God chats.

Reading Time: 2 minutes

“Hear me as I pray, O Lord. Be merciful and answer me! My heart has heard you say, “Come and talk with me.” And my heart responds, “Lord, I am coming.” ‭‭Psalms‬ ‭27‬:‭7‬-‭8‬ ‭NLT‬‬

Most may think of prayer as a request line. I get it. We’re needy people with some kind of calamity happening somewhere all-the-time. Daniel or Ezra (the scribe) reminds us that prayer is far more than a vending machine or even a confessional booth. The Psalmist records these moments of intimacy, writing “my heart has heard you say.”

As I have grown in my faith, my relationship with God has drastically changed. I slowly spend time in His Word, listening, not rushed, like I’m cramming for a test. Even as I feel the sun or the wind on my face, I am reminded of Him. I hear birds singing and I remember that birds only sing when safe. I recognize that I can do the same, because I am safe in His presence.

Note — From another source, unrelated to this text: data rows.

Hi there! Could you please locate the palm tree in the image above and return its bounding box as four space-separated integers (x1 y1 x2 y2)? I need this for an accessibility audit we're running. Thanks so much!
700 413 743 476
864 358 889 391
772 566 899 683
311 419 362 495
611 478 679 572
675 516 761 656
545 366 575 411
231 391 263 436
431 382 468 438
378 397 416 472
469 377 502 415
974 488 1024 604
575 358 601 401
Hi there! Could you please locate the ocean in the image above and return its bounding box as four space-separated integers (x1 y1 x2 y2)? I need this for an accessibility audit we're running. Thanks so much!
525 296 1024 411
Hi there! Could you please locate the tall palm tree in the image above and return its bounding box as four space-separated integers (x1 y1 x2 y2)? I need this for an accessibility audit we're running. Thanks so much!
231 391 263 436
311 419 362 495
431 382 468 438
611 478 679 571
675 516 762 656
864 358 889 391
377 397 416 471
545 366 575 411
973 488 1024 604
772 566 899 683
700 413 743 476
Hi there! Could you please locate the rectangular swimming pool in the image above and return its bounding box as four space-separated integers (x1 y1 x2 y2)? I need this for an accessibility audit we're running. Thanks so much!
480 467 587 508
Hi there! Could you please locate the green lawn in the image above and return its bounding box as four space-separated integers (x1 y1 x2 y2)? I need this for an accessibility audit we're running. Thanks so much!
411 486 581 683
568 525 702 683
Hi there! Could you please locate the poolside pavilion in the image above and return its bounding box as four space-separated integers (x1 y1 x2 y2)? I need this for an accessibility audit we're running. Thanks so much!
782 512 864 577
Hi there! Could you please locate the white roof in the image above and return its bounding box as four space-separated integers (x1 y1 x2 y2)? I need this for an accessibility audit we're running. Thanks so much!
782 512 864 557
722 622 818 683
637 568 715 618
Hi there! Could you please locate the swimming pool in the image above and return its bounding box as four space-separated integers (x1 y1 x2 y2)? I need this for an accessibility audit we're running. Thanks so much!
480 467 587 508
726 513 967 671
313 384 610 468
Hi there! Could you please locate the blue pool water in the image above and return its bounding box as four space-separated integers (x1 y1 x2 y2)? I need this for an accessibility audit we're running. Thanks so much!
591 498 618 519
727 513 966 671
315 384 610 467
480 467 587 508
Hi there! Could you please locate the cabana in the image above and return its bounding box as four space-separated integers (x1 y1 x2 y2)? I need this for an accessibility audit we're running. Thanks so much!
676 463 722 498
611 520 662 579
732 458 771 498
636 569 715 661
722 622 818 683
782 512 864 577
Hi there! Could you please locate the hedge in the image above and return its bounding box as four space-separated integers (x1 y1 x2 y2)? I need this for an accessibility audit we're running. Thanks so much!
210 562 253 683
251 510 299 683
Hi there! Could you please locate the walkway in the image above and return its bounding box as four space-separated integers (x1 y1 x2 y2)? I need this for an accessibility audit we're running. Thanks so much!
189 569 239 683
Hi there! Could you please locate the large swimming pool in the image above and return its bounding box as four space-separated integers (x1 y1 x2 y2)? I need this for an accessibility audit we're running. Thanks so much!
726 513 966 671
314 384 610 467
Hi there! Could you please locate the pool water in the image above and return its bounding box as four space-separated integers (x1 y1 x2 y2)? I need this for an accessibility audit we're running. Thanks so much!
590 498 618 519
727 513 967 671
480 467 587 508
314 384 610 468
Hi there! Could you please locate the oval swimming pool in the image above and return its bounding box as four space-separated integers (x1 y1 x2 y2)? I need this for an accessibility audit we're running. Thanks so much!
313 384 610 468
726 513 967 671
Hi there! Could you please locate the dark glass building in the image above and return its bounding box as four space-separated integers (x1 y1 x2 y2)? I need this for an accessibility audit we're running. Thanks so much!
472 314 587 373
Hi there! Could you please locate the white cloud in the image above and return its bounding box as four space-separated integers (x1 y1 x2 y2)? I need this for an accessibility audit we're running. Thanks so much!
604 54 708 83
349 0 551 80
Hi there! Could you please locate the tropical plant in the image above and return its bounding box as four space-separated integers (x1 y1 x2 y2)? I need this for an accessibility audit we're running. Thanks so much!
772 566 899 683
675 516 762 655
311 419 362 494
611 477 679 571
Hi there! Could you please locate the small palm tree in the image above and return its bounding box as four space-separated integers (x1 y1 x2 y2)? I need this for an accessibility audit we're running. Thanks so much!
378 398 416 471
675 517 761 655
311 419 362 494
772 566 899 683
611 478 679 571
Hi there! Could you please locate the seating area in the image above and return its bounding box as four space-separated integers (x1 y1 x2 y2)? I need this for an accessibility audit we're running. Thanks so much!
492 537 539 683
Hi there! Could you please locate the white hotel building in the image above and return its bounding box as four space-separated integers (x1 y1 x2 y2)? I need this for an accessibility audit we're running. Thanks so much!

Now, whether I hear the sweet whispers inviting me to come or I just grab a few moments and let Him know what I am feeling or how grateful I am for His love. I either answer like the Psalmist, “Lord, I am coming,” or announce to Him, “Lord, here I come.” It is such a sweet conversation when there’s no real agenda. It has to be very much like Adam who walked with God in the cool of the evening. Prayer can take me back (or even forward) to Eden, when innocence and wonder fill our days.

Walking with my grandgirls as toddlers, I remember their curiousness and questions that stopped us every few steps. I was just happy to be with them, watching them grow in their understanding of this world. It is interesting to think that prayer, chats with God, may come to a point that we are conversing more than giving or receiving. That I just want to spend time with God and without needing anything but Him in those moments. I see those moments, those days ahead and I am excited to say, “Lord, I am coming.”

Prayer

Dad,
I think that spending time with you in your Word has brought an anchor to my restless soul, a place of calm delight. A place to not just be challenged, but cherished by the Holy Spirit. I’ve enjoyed these moments and it has allowed me to take time to remember to just talk over things with you. Sure, much of it is handing over the mundane mire of minutia happening far too often. However, it is also a time of opening up, softening up my soul to just chat about anything and everything with you. For this, I am thankful.